First of all, a good exotoxin target has a significant or preferably
primary role as the disease-causing virulence factor. This is indeed
the case in many globally significant infectious diseases, e.g., whooping
cough, cholera, diphtheria, tetanus, botulism, anthrax, and toxic
shock syndrome. In the case of exotoxin redundancy in virulence, cocktails
of different exotoxin-targeting drugs could be developed, although
this would increase the developmental costs and the lengths of the
developmental pipelines. Second, a good exotoxin target should provide
a broad enough therapeutic window for interference. Typically, upon
clinical suspicion of a bacterial infection, patients receive empirical
antibiotic therapy, in many cases broad-spectrum, before the diagnostic
data becomes available. The exotoxin-targeted drugs are pathogen-specific
and thereby require a diagnostic finding to be effective. When such
data becomes available, can we still interfere with the disease pathology
with or without antibiotics? The answer to this question appears to
be “no” in some acute and severe infectious diseases,
such as toxic shock syndrome, where superantigens play a dominant
role.
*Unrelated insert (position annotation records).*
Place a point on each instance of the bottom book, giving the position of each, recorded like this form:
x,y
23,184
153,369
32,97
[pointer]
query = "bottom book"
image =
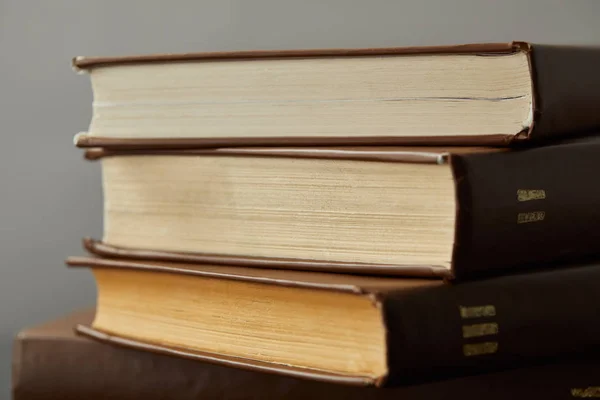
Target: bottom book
x,y
51,362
However, more slowly progressing and/or relapsing infectious
diseases, such as the C. difficile infection, allow
interference with disease pathology via exotoxin neutralization. Also,
a broad enough therapeutic window is expected in cases where exotoxins
stay active well after the invading bacterium has been killed by antibiotics
or the immune system, e.g., in the case of anthrax toxin. In addition,
some infectious diseases are linked to more severe outcomes if treated
with antibiotics, such as the Shiga toxin-producing E. coli infection. Treatment of these diseases would benefit from replacement
of antibiotics with alternative therapeutics upon confirmed diagnosis.
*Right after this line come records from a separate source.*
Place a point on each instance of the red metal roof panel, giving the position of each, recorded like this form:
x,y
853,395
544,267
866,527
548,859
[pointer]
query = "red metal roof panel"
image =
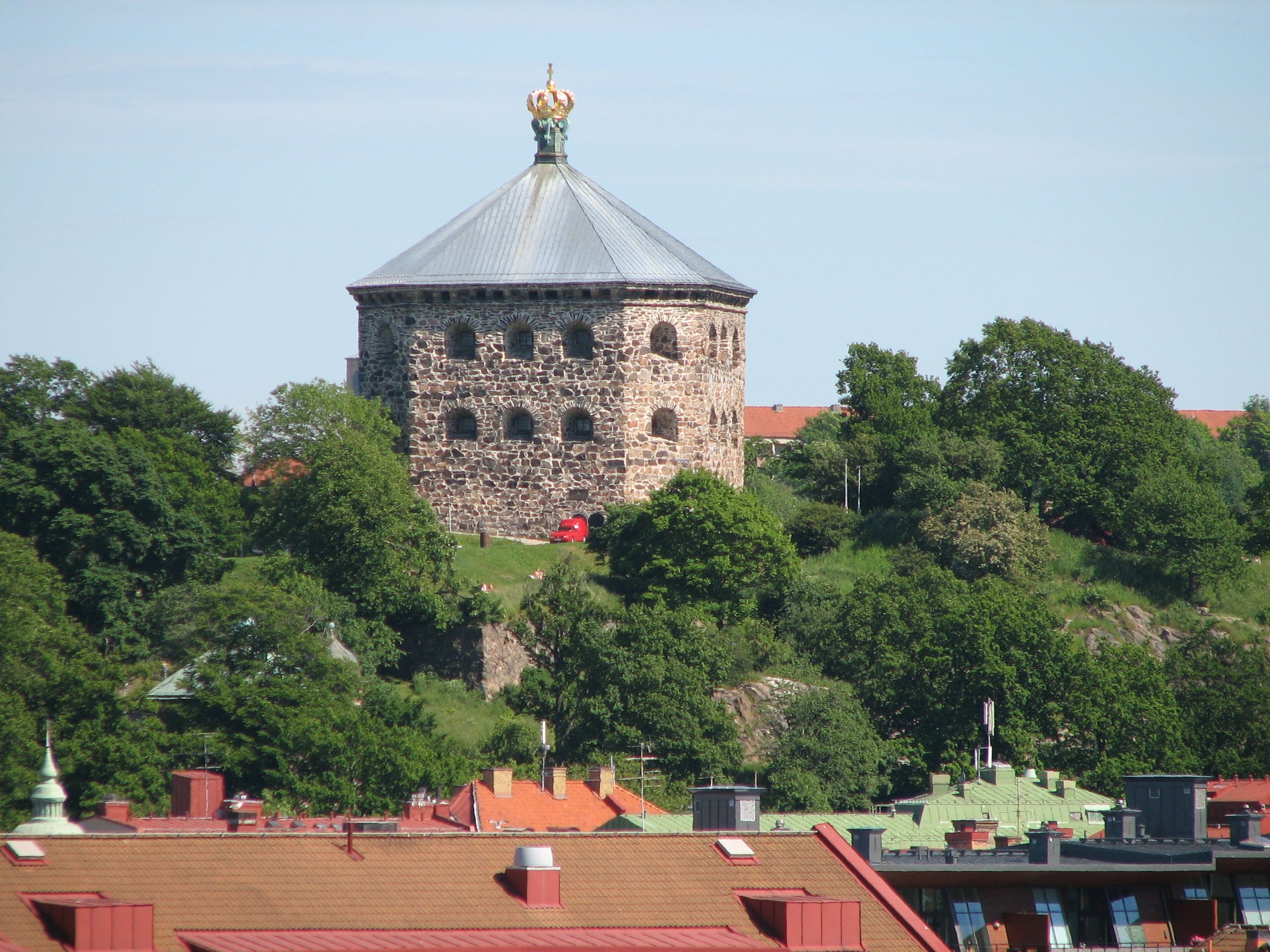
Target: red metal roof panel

Third, a good exotoxin target should allow the development of various
exotoxin-targeted drug modalities, which each have their specific
advantages and disadvantages (Table ).The pre-clinical, clinical trial, and real-world
clinical use data
demonstrate that exotoxin-targeted drugs can be effective, notably
exemplified by the toxin B (TcdB)-neutralizing bezlotoxumab to prophylactically
reduce recurrence of C. difficile infections. Exotoxin-targeted
drugs also have pre-clinically proven efficacy as therapeutic pharmaceuticals.
Exotoxin-targeted drugs may complement the use of antibiotics, e.g.,
to allow lowering of the dosage of antibiotics, or they may be used
as stand-alone pharmaceuticals. Three main reasons are driving the
rapid expansion of research on exotoxin-targeted drugs. First of all,
widespread antibiotic resistance calls for the development of new,
alternative ways to treat bacterial infections. Second, awareness
of the physiological importance of microbiota forces us to consider
treatment of bacterial infections with more focused pathogen-specific
pharmaceuticals. Third, decades of basic research using various in vitro assays, cell and tissue culture models, and animal
experimentation have provided an in-depth view on the functions of
bacterial exotoxins in bacterial virulence, allowing rational drug
design approaches. Taken together, although important progress has
been made in the development of exotoxin-targeted drug modalities,
and antivirulence therapy in general, significant work is still required
to realize the potential of these pharmaceuticals.